Omdat ik er zelf ook een verslag over heb moeten maken, hieronder wat fragmenten.
“ Hij maakt een gebaar naar de andere deur. En ook in haar gezicht zag hij die somberheid dalen, die vleug van wantrouwen.
‘Een R?’ zei Lemorne.
‘Ja.’ Ze begon te lopen, haar blikjes in de hand. Hij reikte naar de achterbank; voor ze bij haar deur was had hij het flesje al omgekeerd en de natte prop in zijn hand.
Ze ging zitten en draaide zich naar de doos.
‘Pardon, een moment,’ zei Lemorne, en hij reikte achter haar langs. In een plotselinge wilde ademhaling veerde ze van hem weg; Lemorne kromde zijn arm en drukte zijn hand in haar gezicht, trillend en krachtig.

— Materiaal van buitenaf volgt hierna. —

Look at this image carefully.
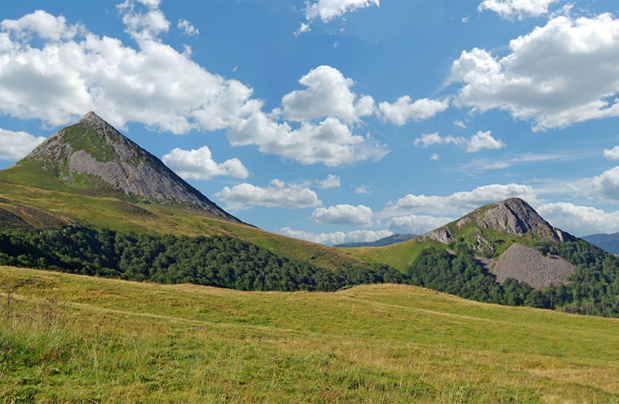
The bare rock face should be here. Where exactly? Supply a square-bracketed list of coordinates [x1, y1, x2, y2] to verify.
[24, 112, 241, 223]
[477, 198, 570, 241]
[493, 243, 574, 290]
[421, 198, 574, 246]
[421, 226, 454, 244]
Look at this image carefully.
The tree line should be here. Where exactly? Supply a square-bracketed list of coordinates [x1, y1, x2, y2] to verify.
[0, 226, 618, 317]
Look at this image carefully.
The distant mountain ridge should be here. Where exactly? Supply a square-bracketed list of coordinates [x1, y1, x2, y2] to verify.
[2, 112, 240, 223]
[335, 234, 416, 248]
[582, 232, 619, 255]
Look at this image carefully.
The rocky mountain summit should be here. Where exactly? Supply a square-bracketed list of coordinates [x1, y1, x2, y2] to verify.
[10, 112, 240, 223]
[422, 198, 573, 248]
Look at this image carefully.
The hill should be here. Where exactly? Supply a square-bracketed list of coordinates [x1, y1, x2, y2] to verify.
[582, 232, 619, 255]
[335, 233, 416, 248]
[0, 113, 366, 270]
[2, 265, 618, 402]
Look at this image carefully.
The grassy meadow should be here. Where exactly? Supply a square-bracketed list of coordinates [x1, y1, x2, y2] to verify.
[1, 265, 618, 403]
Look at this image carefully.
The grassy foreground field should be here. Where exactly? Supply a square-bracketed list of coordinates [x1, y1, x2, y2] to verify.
[1, 266, 618, 403]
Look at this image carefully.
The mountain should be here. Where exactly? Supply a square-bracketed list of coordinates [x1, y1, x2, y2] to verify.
[0, 112, 367, 270]
[335, 234, 416, 248]
[582, 232, 619, 255]
[346, 198, 582, 289]
[1, 112, 239, 222]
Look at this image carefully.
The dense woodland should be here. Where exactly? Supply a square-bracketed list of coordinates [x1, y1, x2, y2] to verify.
[0, 226, 405, 292]
[0, 227, 618, 317]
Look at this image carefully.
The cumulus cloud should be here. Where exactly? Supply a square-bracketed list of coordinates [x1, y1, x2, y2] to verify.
[0, 5, 261, 133]
[386, 183, 537, 216]
[162, 146, 248, 180]
[592, 166, 619, 202]
[317, 174, 341, 189]
[310, 204, 374, 227]
[466, 130, 506, 152]
[451, 14, 619, 131]
[282, 66, 375, 123]
[215, 179, 321, 210]
[280, 227, 392, 246]
[537, 202, 619, 236]
[413, 131, 505, 153]
[0, 129, 46, 160]
[478, 0, 559, 20]
[177, 19, 198, 36]
[379, 96, 449, 126]
[388, 214, 453, 235]
[0, 6, 392, 168]
[305, 0, 379, 24]
[430, 153, 439, 160]
[228, 114, 386, 166]
[603, 146, 619, 161]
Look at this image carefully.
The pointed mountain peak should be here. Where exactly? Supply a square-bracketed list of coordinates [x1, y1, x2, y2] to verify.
[2, 113, 241, 223]
[421, 198, 574, 247]
[79, 111, 110, 127]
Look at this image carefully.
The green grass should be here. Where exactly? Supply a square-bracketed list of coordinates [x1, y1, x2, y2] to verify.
[1, 265, 618, 402]
[0, 180, 366, 270]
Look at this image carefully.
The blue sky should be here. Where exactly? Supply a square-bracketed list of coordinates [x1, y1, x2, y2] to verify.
[2, 0, 619, 244]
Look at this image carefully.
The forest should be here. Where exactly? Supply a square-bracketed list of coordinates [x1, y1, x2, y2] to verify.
[1, 226, 618, 317]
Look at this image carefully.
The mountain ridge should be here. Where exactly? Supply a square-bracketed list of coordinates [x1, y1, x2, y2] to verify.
[3, 112, 240, 223]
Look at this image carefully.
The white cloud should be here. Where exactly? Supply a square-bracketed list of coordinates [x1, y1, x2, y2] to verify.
[454, 120, 467, 129]
[177, 19, 198, 37]
[430, 153, 439, 160]
[0, 6, 261, 134]
[306, 0, 380, 24]
[413, 132, 466, 148]
[215, 179, 321, 210]
[294, 23, 311, 38]
[592, 166, 619, 202]
[0, 9, 83, 42]
[162, 146, 248, 181]
[603, 146, 619, 161]
[466, 130, 506, 152]
[280, 227, 392, 246]
[0, 7, 390, 168]
[388, 214, 453, 235]
[119, 0, 170, 42]
[479, 0, 559, 20]
[354, 185, 372, 194]
[317, 174, 341, 189]
[228, 114, 386, 166]
[461, 151, 584, 173]
[0, 129, 46, 160]
[386, 183, 537, 216]
[413, 130, 504, 153]
[379, 96, 449, 126]
[537, 202, 619, 236]
[310, 204, 374, 227]
[282, 65, 374, 123]
[451, 14, 619, 131]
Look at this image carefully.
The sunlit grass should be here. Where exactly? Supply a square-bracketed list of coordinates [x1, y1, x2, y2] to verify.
[1, 266, 618, 402]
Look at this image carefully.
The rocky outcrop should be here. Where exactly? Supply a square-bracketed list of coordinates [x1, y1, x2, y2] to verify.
[477, 198, 572, 241]
[23, 112, 241, 223]
[493, 243, 574, 290]
[421, 198, 574, 246]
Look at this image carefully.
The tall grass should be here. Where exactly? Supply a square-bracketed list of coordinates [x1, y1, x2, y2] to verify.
[1, 266, 618, 403]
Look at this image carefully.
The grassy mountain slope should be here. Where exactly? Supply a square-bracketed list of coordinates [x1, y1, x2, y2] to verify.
[2, 265, 618, 402]
[0, 180, 366, 270]
[345, 198, 576, 272]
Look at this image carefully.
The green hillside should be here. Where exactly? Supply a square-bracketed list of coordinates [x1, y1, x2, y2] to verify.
[0, 180, 366, 271]
[1, 265, 618, 402]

Ze spande haar rug, als een schoonspringster die klaar staat op de plank – toen liet ze haar blikjes vallen en gleed langs de bank omlaag.
‘Hebbes,’ dacht Lemorne.
Hij startte en reed het parkeerterrein af, de Autoroute du Soleil op.”
“Uit de tas met vakantielectuur nam hij een blocnoot en een ballpoint en met de nog warme motorkap als onderlegger schreef hij: Sas. Ik ben je kwijt. Ik zoek je. Als je hier komt, blijf dan bij de auto. Rex x x x. Hij deed het velletje onder een ruitenwisser.”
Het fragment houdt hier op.